Even the shame, doubt and despair of not being the person you know you could be, can be the indication of the Spirit’s presence, giving a sensitivity to sin in your life. A moment where you connect with a deep truth through the work of an author or an artist can also be the Spirit’s work. A virtuoso performance full of human excellence can leave you feeling you need somewhere to put your wonder and gratitude. All these things can be seen as the Spirit at work through prevenient grace urging the heart toward worship of God.
Find Where My Story Intersects with The Other’s Story – When you think about it, all conversations between good friends are about where and how our stories overlap. There’s nothing more affirming and empowering than when a friend says, “Me too!” It shows our commonality and our shared brokenness, and it fosters humility and hope.
Good evangelism doesn’t just involve finding where the places of intersection are, but expanding them. Allow more and more of God’s story to overlap with yours. Allow more and more of your story to overlap with your friend’s. And as this happens, you’ll discover more and more of the ways God’s grace has touched his or her life story.
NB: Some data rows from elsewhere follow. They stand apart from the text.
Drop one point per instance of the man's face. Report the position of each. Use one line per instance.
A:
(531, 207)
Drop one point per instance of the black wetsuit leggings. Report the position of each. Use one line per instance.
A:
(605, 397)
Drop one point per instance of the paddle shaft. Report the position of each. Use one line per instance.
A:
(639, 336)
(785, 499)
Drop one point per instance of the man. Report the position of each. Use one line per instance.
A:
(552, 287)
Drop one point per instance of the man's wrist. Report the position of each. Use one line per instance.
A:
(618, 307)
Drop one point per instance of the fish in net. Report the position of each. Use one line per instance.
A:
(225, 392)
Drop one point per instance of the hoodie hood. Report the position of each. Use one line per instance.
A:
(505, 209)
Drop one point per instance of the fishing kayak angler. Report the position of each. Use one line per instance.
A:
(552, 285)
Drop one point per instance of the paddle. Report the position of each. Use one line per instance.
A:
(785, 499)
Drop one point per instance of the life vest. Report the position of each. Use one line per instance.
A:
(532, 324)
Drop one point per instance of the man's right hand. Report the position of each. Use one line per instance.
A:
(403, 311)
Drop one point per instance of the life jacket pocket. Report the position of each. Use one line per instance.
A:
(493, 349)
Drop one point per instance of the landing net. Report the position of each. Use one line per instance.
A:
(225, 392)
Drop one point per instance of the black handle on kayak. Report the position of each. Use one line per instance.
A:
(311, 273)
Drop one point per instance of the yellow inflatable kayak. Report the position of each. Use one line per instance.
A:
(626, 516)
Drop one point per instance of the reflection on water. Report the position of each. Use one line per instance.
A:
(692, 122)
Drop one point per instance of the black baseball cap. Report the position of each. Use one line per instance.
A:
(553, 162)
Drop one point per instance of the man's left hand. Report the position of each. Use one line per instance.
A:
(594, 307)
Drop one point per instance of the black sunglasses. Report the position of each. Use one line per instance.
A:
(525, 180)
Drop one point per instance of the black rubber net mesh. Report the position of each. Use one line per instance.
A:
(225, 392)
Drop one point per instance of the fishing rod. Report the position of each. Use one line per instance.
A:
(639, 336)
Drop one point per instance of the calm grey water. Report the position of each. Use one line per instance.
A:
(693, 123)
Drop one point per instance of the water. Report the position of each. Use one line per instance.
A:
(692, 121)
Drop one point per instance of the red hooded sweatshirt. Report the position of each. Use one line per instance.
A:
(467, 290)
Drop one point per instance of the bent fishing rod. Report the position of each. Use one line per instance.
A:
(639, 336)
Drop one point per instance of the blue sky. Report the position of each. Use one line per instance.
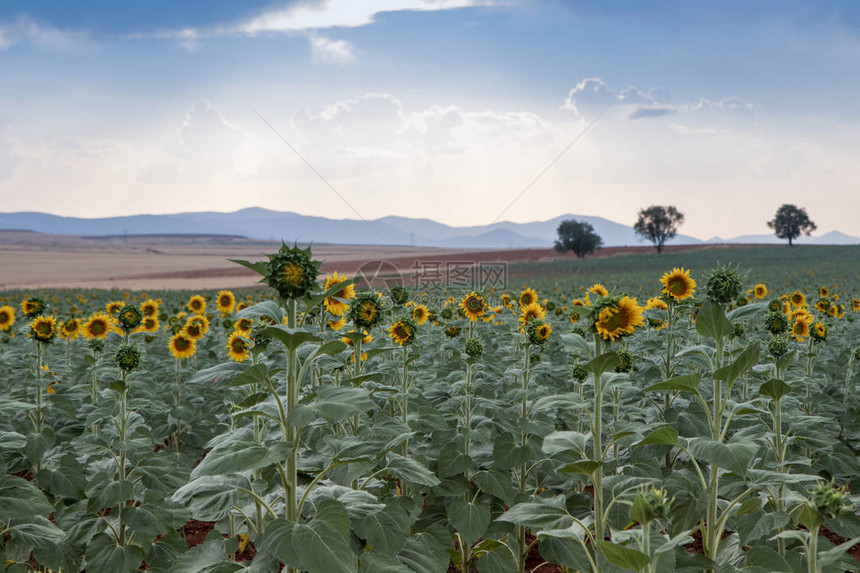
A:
(445, 109)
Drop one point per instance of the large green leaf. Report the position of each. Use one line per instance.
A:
(322, 545)
(469, 519)
(19, 499)
(711, 321)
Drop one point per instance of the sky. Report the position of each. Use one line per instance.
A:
(462, 111)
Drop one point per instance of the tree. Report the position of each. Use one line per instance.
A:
(658, 224)
(790, 222)
(577, 236)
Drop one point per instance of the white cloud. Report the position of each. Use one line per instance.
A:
(27, 30)
(328, 51)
The Place Where All Three Stories Intersect
If you scroll back up to that Venn diagram you’ll see there’s a zone where all three stories intersect. This is the place where Saving Grace, Prevenient Grace, and Real Friendship come together. This is the place where we share about God’s story and how it has changed us for the better, and where we can explore how that same God has already touched our friend’s life. And such sharing is done in the context of a close, trusting friendship.
As we discern God’s grace in their story, through carefully, gently and respectfully listening and uncovering their story, there are several things to keep in mind:
- Evangelism doesn’t mean sharing everything all at once – in fact if you are true to God’s story, you can’t do it all at once!
- You don’t have to do it the same way every time – in fact if you are true to their story, you can’t do it the same way every time!
- You don’t have to have all the answers – in fact if you are true to your story, you know you really don’t have all the answers.
There’s much more I should say — about the need to demonstrate love in practice, and the importance of community — but in the interests of keeping this short, I’ll leave it here. Elaine Heath was right when she said, “Evangelism is intrinsically relational, the outcome of love of neighbor, for to love our neighbor is to share the love of God holistically.”
And as Tim Keller once wrote, “Everybody has got a story. If you’re able to inhabit that so well that they feel that you know their story better than they do, and then show in a compelling way how that story is only going to find resolution in Jesus, then they are going to find a compelling case for Christianity.”
Hey, evangelism is simple. It just involves learning three really complicated, beautiful, perplexing stories really well and then figuring out how to tell them with gentleness, grace and kindness.
* I am indebted to an old friend Chris Harding from YFC-Australia for first introducing this approach to me many years ago.